PwC: Clarifying challenges
Richard de Haan, actuarial leader, principal, PwC US, talks about its work in helping insurers overcome their key challenges — and particularly with the LDTI accounting standard.
How has PwC helped insurers with their main challenges in the last year?
The PwC Risk Modeling Services team is renowned in the marketplace for innovation and expertise related to financial and risk modeling. As Risk Modeling Services is part of the larger PwC ecosystem, we have the ability to pull in tax, technical accounting, transformation, cloud engineering, and digital assurance resources to support and enhance our actuarial services' offerings. A recent area where we have done just that and emerged as a market leader is related to implementation services for the FASB's Long Duration Targeted Improvements (LDTI) accounting standard.
PwC Risk Modeling Services has taken a proactive approach to developing solutions that help clients accelerate their LDTI implementation by significantly investing in tools and processes that can be leveraged for any client's situation and bespoke requirements. These tools and processes cover each major phase of LDTI implementation, including Phase 1 - Initial Impact Assessment; Phase 2- Implementation and Phase 3 - Transition.
What kinds of initiatives did you launch in 2021?
Our LDTI initiatives started in 2018 and over the course of the last three years we have been first to market with a number of leading innovations. In 2021, we launched several new initiatives including:
- PwC's LDTI Simplifier - a collection of tools, accelerators, and experiences which were developed on our numerous existing LDTI engagements, encompassing every aspect of a company's operations that LDTI impacts. We simplify the end to end change, helping clients achieve compliance, reducing operational disruption to current processes, and maximizing the efficiency of implementation.

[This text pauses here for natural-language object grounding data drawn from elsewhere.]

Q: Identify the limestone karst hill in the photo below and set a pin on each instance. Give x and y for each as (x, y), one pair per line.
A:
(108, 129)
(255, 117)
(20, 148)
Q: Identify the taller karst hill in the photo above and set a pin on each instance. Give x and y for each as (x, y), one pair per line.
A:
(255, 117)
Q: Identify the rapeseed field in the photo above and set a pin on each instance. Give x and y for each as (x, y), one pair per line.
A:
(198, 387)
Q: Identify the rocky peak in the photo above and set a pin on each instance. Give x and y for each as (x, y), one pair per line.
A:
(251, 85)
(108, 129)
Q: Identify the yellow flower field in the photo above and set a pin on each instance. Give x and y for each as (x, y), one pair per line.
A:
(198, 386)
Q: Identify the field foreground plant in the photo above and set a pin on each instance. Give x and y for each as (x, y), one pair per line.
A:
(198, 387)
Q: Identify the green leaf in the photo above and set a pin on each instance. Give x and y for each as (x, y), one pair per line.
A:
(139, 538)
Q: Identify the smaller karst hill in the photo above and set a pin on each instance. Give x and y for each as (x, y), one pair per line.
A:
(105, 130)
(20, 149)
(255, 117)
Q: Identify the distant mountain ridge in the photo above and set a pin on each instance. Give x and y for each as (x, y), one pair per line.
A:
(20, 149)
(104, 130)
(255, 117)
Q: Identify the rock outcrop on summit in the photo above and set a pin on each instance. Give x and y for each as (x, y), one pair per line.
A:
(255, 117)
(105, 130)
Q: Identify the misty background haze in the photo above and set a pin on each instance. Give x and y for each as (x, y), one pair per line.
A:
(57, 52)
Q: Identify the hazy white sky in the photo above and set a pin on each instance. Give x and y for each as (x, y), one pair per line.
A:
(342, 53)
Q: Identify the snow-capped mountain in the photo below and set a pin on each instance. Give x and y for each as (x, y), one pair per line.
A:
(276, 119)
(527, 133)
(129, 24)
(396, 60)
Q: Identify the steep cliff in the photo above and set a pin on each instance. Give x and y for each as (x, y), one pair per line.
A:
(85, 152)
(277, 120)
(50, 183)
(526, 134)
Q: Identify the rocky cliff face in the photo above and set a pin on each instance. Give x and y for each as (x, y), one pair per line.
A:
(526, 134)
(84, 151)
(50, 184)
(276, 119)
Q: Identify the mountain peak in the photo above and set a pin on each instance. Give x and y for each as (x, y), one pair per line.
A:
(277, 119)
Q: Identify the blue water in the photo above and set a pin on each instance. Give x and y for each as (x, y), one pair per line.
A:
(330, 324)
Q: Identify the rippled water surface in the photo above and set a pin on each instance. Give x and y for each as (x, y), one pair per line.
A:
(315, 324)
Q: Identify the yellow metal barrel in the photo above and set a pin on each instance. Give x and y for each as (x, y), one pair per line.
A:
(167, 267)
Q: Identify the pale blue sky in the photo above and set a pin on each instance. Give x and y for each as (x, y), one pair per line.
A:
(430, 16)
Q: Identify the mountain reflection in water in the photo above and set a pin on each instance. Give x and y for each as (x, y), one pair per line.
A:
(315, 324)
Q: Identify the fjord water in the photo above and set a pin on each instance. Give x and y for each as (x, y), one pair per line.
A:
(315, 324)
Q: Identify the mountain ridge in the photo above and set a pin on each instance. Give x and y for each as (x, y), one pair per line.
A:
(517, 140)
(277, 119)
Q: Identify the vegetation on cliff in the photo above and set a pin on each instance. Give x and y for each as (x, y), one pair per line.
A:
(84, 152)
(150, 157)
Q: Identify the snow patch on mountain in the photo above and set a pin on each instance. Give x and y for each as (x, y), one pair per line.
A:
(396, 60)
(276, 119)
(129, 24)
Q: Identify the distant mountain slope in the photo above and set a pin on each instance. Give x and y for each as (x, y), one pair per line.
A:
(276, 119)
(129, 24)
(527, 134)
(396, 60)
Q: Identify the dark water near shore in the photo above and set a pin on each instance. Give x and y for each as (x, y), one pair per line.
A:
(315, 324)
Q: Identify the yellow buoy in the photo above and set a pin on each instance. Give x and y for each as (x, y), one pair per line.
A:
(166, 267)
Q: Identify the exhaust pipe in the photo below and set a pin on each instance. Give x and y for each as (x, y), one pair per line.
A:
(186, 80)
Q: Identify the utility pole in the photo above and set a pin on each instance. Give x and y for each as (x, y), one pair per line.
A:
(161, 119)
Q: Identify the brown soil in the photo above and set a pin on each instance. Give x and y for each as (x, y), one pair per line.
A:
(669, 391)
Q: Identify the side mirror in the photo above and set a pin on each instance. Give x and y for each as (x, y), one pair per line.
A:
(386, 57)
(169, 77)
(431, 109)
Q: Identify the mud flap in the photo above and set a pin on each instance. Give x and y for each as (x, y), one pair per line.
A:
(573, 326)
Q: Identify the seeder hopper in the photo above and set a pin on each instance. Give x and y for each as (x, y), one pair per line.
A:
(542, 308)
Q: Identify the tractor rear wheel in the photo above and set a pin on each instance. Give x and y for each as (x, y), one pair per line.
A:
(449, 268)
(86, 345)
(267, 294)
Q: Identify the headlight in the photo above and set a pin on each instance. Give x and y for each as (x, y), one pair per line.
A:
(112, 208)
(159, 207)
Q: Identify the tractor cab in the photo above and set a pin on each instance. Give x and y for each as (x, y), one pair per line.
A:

- Advanced Financial Analytics (AFA) - PwC's strategic solution to vision, accelerate and rapidly deliver enterprise finance, actuarial, investments and risk (FAIR) analytic capabilities (including LDTI source of earnings analysis, LDTI reporting acceleration suite, and NextGen Financial Planning & Analysis).
We also supported and sponsored numerous industry forums to encourage dialogues and educate firms on LDTI requirements and operational impacts. This included: running industry surveys to capture emerging technical policies, and capture firms' LDTI readiness, benchmarking emerging LDTI SAB 74 disclosures; hosting roundtable discussion for direct and reinsurance clients; and publishing papers on LDTI impacts on a range of topics including products, metrics, technologies and the deals markets.
The past few years have been quite volatile-- what can insurers' do to make their actuarial responses better in the face of such uncertainty?
In general, most actuarial functions performed well and despite the challenges from the pandemic, they were fairly resilient over the last two years. In retrospect, the volatility has actually heightened the awareness of the value that effective actuarial functions, with modern technologies, can deliver to help insurers make better, more timely and informed decisions. Examples include: how will Covid mortality scenarios impact my profitability and solvency?
How will changes in interest rates and inflation impact profit emergence and pricing, or how will new accounting/tax proposals impact overall profitability of the business? Those companies that had invested in their actuarial functions prior to the pandemic were more effective and efficient at addressing these questions.
For those that struggled, there are a number of tactics they can use going forward:
- Focus on developing capabilities and tools that enable forward looking, real time, dynamic assessments, with a focus on integrating data and systems across finance, actuarial, investments and risk (FAIR) functions.
- Look at their company's structures related to the following:
- Cost reductions through automation, organizational designs, and outsourcing
- Technologies that better support required capabilities
- Risk and capital optimization strategies and deals
- Prepare their teams for the skills they need to support the future of work and strategic objectives that their company is trying to achieve
- Look at new talent pools (i.e. new geographies, non-traditional actuaries, and non-actuaries) and determine how to adopt blended actuarial/non-actuarial teams
Has the pandemic changed insurers' use of actuarial modelling?
Insurers are facing unprecedented changes from a combination of the pandemic, challenging economic environments, new regulatory pressures, changing consumer preferences, new technologies, and new market entrants. The need for actuarial modeling insights has never been greater. Executives are looking for actuarial teams to provide more forward looking, real time, dynamic analysis that can provide greater and actionable business insights.
Actuarial teams that can build the right capabilities and leverage new technologies are taking a leading position on informing the strategic direction of their companies, and becoming more relevant to the C-suite. Not only is this placing significant strain on the need for better modeling tools, but actuaries themselves are under pressure to modernize and upskill themselves to help meet these new expectations.
Combined with this is a change in how firms are defining their operating model and what actuarial skill sets they need in the future. Data science/analytics skills and being able to work in agile, multidisciplinary teams are becoming increasingly important.
We are also seeing a fundamental shift in preferences around working in virtual, hybrid and onsite teams. This is both a blessing and a curse. It is driving an increased war for talent across the industry while also opening up resource pools that may not have previously existed to firms based on geographic restrictions.